## How to parallelize polyphase FIR resampling filters

Started by 7 months ago●7 replies●latest reply 7 months ago●136 viewsI am struggling to find a good reference for implementing parallel rational-ratio FIR resampling filters. By "parallel", I mean a high-throughput hardware filter with **P** parallel input samples and **Q** parallel output samples:

Note that **P** and **Q** are not necessarily coprime, so we have divided out any common factors to get coprime **M** and **L** as required for polyphase decomposition. In other words, (output sample rate)/(input sample rate) = **Q**/**P** = **L**/**M**.

In the "*integer-ratio*" case (where either **P** = 1 or ** Q** = 1), I can see how standard polyphase representations map very naturally into parallel hardware. For example, we can just discard the circuitry that interleaves the output samples of a 1:

**L**polyphase interpolator, and we are left with a parallel implementation (similar applies for

**M**:1 decimator):

However, in the general **M**:**L** case, the procedure for parallelization is not so clear. In the book "Multirate Digital Signal Processing" by Fliege, he provides a superb pictorial derivation of the **M**:**L** polyphase decomposition, but with a focus on efficiency that doesn't map directly into the parallel **P**:**Q** structure drawn above (even if we assume **P** = **M** and **Q** = **L** are coprime):

So, I derived a few special cases by hand, identified a pattern, and confirmed (in Matlab) that the pattern is valid for every combination of **P** and **Q** that I had the patience to test. However, it bothers me that this is not rigorous. It also bothers me that even the simple special cases were diabolically complicated to derive (via the method I used) and yet the final structure is extremely simple.

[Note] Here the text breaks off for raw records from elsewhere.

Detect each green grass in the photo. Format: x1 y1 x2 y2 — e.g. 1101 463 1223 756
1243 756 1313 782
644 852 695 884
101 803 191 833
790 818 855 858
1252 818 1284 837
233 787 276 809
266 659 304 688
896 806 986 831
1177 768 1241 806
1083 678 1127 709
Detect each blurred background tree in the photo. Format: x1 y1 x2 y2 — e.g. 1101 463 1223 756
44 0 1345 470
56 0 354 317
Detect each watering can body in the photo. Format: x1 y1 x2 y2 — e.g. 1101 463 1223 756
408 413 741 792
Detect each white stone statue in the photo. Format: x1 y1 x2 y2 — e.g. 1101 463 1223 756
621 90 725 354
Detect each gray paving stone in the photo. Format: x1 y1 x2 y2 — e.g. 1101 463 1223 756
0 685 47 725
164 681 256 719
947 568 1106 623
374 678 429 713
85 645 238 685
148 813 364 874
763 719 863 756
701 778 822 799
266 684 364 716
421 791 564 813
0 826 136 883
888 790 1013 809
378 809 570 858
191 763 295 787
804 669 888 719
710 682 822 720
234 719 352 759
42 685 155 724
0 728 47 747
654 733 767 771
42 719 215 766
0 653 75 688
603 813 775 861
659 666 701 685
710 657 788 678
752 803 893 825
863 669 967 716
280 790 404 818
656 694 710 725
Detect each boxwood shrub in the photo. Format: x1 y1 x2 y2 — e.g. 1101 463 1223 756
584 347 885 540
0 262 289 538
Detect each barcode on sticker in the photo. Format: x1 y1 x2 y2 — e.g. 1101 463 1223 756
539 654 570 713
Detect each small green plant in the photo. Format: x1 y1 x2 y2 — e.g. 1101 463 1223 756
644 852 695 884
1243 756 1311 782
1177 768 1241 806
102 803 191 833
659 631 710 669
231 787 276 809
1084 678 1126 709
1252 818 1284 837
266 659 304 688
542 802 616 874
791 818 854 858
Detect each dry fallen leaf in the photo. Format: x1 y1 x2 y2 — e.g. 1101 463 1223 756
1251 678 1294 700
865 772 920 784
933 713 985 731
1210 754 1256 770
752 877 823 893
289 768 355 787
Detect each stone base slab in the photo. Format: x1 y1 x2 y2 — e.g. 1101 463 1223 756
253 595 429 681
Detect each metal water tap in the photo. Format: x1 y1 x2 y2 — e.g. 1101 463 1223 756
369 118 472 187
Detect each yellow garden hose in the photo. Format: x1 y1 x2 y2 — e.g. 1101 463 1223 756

Therefore, my question is whether anyone can point me to a proper derivation. (Preferably, an excellent pictorial one in the style of Fliege!) The closest I have found are:

- A "DSP Tips&Tricks" article by Douglas W. Barker in the July 2008 edition of IEEE Signal Processing Magazine, entitled "Efficient Resampling Implementations". This describes a simple procedure that is possibly equivalent to what I have done, but with no derivation or explicit description of the general case.
- In Section 9.2.1 of "VLSI Digital Signal Processing Systems" by Keshab K. Parhi, the "
*non-resampling*" parallel FIR filter (**P**=**Q**) is derived. However, there aren't many pictures and I find the equations rather difficult to digest.

Many thanks in advance for any suggestions!

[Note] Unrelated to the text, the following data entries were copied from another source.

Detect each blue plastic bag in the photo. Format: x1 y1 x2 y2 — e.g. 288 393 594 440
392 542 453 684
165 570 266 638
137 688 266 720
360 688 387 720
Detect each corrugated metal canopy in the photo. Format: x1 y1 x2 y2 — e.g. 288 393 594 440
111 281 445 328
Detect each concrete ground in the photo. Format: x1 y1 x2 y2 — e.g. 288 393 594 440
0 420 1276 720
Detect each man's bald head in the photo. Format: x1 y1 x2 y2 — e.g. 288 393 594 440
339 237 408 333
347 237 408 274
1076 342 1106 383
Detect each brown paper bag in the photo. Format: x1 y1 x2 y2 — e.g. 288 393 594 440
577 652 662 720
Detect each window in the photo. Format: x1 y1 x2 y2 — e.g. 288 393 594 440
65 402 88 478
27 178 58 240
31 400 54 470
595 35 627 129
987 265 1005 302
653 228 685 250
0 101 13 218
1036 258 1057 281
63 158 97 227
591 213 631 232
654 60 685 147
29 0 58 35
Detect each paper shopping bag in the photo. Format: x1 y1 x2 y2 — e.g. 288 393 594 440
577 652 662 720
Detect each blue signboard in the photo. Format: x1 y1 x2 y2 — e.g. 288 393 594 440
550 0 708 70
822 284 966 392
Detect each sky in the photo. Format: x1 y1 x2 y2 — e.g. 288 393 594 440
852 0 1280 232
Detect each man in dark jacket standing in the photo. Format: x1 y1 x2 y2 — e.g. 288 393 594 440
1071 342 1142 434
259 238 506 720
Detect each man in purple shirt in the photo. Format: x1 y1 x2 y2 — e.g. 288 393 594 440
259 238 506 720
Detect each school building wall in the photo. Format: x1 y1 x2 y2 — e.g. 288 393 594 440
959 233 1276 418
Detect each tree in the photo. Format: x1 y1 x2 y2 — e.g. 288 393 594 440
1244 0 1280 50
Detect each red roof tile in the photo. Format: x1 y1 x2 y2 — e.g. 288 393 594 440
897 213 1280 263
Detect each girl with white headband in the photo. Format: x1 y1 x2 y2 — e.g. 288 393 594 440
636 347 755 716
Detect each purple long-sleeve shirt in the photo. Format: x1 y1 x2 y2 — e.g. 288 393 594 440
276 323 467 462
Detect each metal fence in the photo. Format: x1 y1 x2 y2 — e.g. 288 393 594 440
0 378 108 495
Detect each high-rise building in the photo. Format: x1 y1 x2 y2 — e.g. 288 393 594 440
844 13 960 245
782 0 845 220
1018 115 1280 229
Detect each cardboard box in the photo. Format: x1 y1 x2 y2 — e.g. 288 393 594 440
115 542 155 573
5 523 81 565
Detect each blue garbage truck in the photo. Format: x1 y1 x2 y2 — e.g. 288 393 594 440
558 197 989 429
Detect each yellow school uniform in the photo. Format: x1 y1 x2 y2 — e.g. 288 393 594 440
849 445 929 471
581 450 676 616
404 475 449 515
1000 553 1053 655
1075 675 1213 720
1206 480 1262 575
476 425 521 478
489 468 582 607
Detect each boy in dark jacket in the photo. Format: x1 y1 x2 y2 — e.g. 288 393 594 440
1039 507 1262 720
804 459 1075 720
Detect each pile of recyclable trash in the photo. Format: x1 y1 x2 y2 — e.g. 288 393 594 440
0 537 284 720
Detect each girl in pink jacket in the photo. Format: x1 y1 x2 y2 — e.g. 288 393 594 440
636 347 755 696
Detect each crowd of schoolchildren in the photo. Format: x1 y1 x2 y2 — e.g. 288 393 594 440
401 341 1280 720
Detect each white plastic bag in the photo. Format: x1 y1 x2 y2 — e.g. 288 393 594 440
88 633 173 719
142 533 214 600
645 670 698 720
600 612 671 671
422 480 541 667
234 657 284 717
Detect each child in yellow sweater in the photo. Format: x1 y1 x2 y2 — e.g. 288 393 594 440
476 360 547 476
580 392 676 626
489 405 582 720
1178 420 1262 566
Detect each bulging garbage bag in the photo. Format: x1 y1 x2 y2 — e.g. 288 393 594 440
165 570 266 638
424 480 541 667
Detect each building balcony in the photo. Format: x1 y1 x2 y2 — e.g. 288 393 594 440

Are you trying to optimize for a fixed resample rate or are you trying to find a good architecture for a flexible multi-rate resampling filter?

The multi-rate problem is pretty well studied and there are some good practical architectures that will do pretty much any resampling rate. In digital comm this is done to recover symbols that will have random phase offsets as well as frequency drift that must be tracked.

@Slartibartfast Fixed resample rate. The resample rate can even be 1. For example, the most popular structure in the literature seems to be the "two-parallel FIR filter" (**P** = **Q** = 2):

In this case, there is no rate change (**M** = **L** = 1). It's just a parallelized FIR filter.

I will describe my thoughts (in words rather than picture or formula):

your single rate parallelized case of two subfilters is the starting point.

1) you can nest that structure as many times as required.

2) For rational structure of I/D (Interpolation/Decimation) I can insert (I) zeros (not physically needed, as all subfilters on such paths will give zero outputs). At final outputs I will discard every D-1 samples taking into account the zero filter cases.

Thus your final rate = I/D

@kaz I don't think I follow your explanation. Could you give a simple example? For example, if I want 6 parallel inputs and 8 parallel outputs (interpolation by 4, decimation by 3), how would you construct that filter? And how does it then generalize for any P and Q?

The principle is same as having single rate filter when used to interpolate/decimate directly (without polyphase approach) i.e. insert I-1 zeros then filter then decimate D-1 from output.

so in case of parallel paths implement zero insertion, your filter then decimate in the same way.

assume your original samples are s0,s1,s2...etc

A)zero insertion:

insert 3 zeros after each sample (s0,0,0,s1,0,0,0,s2,0,0...etc)

B) split original stream based on even/odd samples(two paths):

even stream: s0,0,0,0,0,...

odd stream: 0,s1,0,s2,0,...

if you wish split each of even/odd streams further into even/odd to get four paths or split further into more paths.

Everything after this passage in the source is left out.